Per quanto riguarda la giurisprudenza italiana, il Tribunale di Roma, nel 2015, ha fatto applicazione dei principi enunciati dalla Corte di Giustizia nella sentenza Google/Spain ed ha ritenuto che il diritto all’informazione prevale nel caso le notizie riguardino un soggetto che riveste ruoli pubblici, in quanto in tale caso non sussiste solo il diritto dell’opinione pubblica ad essere informata, ma anche il dovere, di tale soggetto pubblico, di essere responsabile e quindi trasparente verso i cittadini, riguardo alle scelte relative alla sua attività istituzionale. Anche la giurisprudenza della Corte di Cassazione ed il Garante della privacy si sono allineati alle pronunce delle istituzioni europee: in particolare, il Garante, in un’importante pronuncia, ha riconosciuto che nel caso in cui la notizia di cui si chiede la deindicizzazione abbia ad oggetto reati gravi ed abbia destato un forte allarme sociale prevalga il diritto all’informazione e sussista l’interesse pubblico alla conoscenza della notizia.
Il quadro delineato dà conto di quanto internet sia uno strumento eccezionale ma pericoloso: non consente di assicurare una tutela effettiva a posteriori e conseguentemente, soprattutto quando sono in gioco interessi e diritti fondamentali della persona umana, sarebbe auspicabile una maggiore attenzione a ciò che si condivide sul web. In una recente intervista, Antonello Soro, Presidente del Garante per la protezione dei dati personali, dopo aver spronato i cittadini – ed in particolare i giovani – ad una maggiore e più approfondita comprensione delle insidie del web, ha giustamente affermato che in questo settore non basta la repressione, serve l’educazione digitale: Internet ha la sola “colpa di moltiplicare un giudizio, di amplificare un grido (…) il rispetto della dignità della persona è un bene prezioso e per difenderlo serve intelligenza, non repressione”.

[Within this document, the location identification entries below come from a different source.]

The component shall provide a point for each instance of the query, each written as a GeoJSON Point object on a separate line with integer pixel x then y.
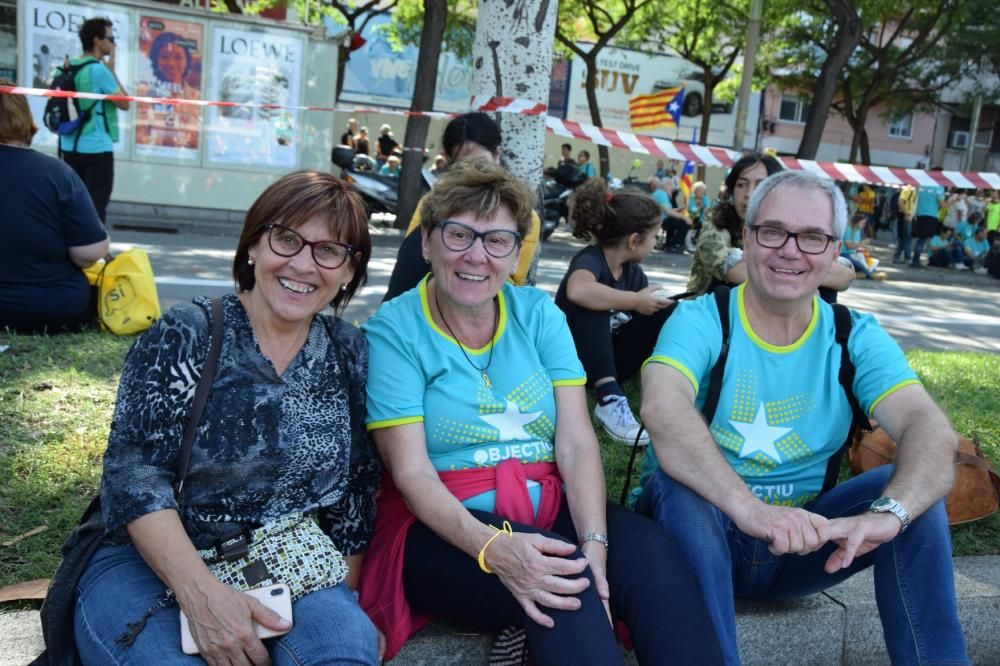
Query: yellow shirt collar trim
{"type": "Point", "coordinates": [763, 344]}
{"type": "Point", "coordinates": [501, 322]}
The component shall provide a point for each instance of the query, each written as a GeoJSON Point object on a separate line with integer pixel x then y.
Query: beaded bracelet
{"type": "Point", "coordinates": [506, 529]}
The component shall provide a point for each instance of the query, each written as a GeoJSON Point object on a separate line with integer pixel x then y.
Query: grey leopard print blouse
{"type": "Point", "coordinates": [266, 446]}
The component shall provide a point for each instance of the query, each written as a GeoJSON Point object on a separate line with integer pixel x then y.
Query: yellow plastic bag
{"type": "Point", "coordinates": [127, 302]}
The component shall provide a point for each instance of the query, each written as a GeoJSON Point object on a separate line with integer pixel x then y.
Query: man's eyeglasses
{"type": "Point", "coordinates": [808, 242]}
{"type": "Point", "coordinates": [459, 237]}
{"type": "Point", "coordinates": [285, 242]}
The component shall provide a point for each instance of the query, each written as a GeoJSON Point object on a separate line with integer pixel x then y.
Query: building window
{"type": "Point", "coordinates": [793, 109]}
{"type": "Point", "coordinates": [902, 128]}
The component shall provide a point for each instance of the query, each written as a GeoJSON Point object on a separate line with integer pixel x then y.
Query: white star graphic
{"type": "Point", "coordinates": [511, 423]}
{"type": "Point", "coordinates": [758, 436]}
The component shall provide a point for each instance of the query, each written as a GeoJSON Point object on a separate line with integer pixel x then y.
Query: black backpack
{"type": "Point", "coordinates": [62, 115]}
{"type": "Point", "coordinates": [842, 331]}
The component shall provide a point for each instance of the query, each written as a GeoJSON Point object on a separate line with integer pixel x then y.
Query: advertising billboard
{"type": "Point", "coordinates": [170, 61]}
{"type": "Point", "coordinates": [624, 74]}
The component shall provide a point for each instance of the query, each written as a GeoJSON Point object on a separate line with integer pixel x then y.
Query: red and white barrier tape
{"type": "Point", "coordinates": [674, 150]}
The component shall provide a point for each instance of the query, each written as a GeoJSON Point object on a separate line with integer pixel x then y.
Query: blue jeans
{"type": "Point", "coordinates": [902, 239]}
{"type": "Point", "coordinates": [859, 264]}
{"type": "Point", "coordinates": [118, 587]}
{"type": "Point", "coordinates": [914, 581]}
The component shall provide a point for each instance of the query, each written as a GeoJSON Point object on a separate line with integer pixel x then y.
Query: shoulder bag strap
{"type": "Point", "coordinates": [859, 420]}
{"type": "Point", "coordinates": [721, 294]}
{"type": "Point", "coordinates": [200, 395]}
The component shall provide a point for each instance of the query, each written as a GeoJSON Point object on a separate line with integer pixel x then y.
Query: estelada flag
{"type": "Point", "coordinates": [662, 109]}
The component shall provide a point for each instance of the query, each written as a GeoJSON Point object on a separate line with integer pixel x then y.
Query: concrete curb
{"type": "Point", "coordinates": [839, 626]}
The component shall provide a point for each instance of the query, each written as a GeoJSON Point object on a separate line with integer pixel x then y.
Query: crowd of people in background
{"type": "Point", "coordinates": [927, 225]}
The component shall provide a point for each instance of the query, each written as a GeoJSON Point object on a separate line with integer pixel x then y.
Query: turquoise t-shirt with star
{"type": "Point", "coordinates": [417, 373]}
{"type": "Point", "coordinates": [782, 411]}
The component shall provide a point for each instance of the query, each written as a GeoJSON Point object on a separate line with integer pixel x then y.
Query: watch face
{"type": "Point", "coordinates": [881, 504]}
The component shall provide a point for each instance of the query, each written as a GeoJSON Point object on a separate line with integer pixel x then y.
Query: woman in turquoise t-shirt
{"type": "Point", "coordinates": [854, 241]}
{"type": "Point", "coordinates": [584, 165]}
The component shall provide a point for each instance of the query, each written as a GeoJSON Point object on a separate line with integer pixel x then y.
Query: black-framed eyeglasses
{"type": "Point", "coordinates": [286, 242]}
{"type": "Point", "coordinates": [459, 237]}
{"type": "Point", "coordinates": [808, 242]}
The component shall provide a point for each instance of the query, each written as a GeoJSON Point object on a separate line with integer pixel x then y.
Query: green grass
{"type": "Point", "coordinates": [965, 384]}
{"type": "Point", "coordinates": [57, 395]}
{"type": "Point", "coordinates": [56, 398]}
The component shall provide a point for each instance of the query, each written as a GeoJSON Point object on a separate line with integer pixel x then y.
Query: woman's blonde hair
{"type": "Point", "coordinates": [478, 187]}
{"type": "Point", "coordinates": [16, 124]}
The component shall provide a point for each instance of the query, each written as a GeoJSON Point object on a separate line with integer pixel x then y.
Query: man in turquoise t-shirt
{"type": "Point", "coordinates": [90, 150]}
{"type": "Point", "coordinates": [930, 200]}
{"type": "Point", "coordinates": [976, 249]}
{"type": "Point", "coordinates": [746, 495]}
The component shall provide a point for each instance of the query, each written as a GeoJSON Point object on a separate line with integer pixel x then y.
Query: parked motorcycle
{"type": "Point", "coordinates": [380, 193]}
{"type": "Point", "coordinates": [557, 185]}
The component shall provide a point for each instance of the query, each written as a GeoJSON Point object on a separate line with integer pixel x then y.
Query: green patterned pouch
{"type": "Point", "coordinates": [292, 550]}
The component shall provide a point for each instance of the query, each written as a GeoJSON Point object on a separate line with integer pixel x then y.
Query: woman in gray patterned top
{"type": "Point", "coordinates": [282, 432]}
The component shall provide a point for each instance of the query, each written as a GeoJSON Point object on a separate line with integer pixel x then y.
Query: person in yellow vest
{"type": "Point", "coordinates": [89, 151]}
{"type": "Point", "coordinates": [906, 205]}
{"type": "Point", "coordinates": [468, 136]}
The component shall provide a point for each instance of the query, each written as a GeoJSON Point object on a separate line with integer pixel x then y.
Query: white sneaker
{"type": "Point", "coordinates": [617, 419]}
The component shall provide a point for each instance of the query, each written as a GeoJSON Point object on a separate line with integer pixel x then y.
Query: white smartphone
{"type": "Point", "coordinates": [276, 597]}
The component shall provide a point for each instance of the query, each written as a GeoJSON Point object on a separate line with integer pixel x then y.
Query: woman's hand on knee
{"type": "Point", "coordinates": [222, 624]}
{"type": "Point", "coordinates": [535, 569]}
{"type": "Point", "coordinates": [597, 558]}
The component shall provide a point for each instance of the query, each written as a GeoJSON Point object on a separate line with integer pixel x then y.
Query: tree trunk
{"type": "Point", "coordinates": [435, 14]}
{"type": "Point", "coordinates": [342, 58]}
{"type": "Point", "coordinates": [512, 56]}
{"type": "Point", "coordinates": [706, 106]}
{"type": "Point", "coordinates": [866, 153]}
{"type": "Point", "coordinates": [846, 40]}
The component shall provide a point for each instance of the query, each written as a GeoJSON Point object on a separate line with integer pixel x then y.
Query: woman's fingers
{"type": "Point", "coordinates": [536, 615]}
{"type": "Point", "coordinates": [561, 585]}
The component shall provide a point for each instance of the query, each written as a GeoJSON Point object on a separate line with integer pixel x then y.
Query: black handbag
{"type": "Point", "coordinates": [60, 601]}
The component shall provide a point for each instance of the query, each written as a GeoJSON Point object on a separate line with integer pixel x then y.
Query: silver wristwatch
{"type": "Point", "coordinates": [889, 505]}
{"type": "Point", "coordinates": [594, 536]}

E proprio le insidie legate al mondo digitale hanno fatto sì che, in materia di tutela dei dati, sembra per molti aspetti ribaltato il principio per cui nell’ambito della manifestazione del pensiero la libertà è la regola e il limite l’eccezione, così come sembra ribaltato il principio per cui gli illeciti commessi con la stampa non si prevengono ma si reprimono.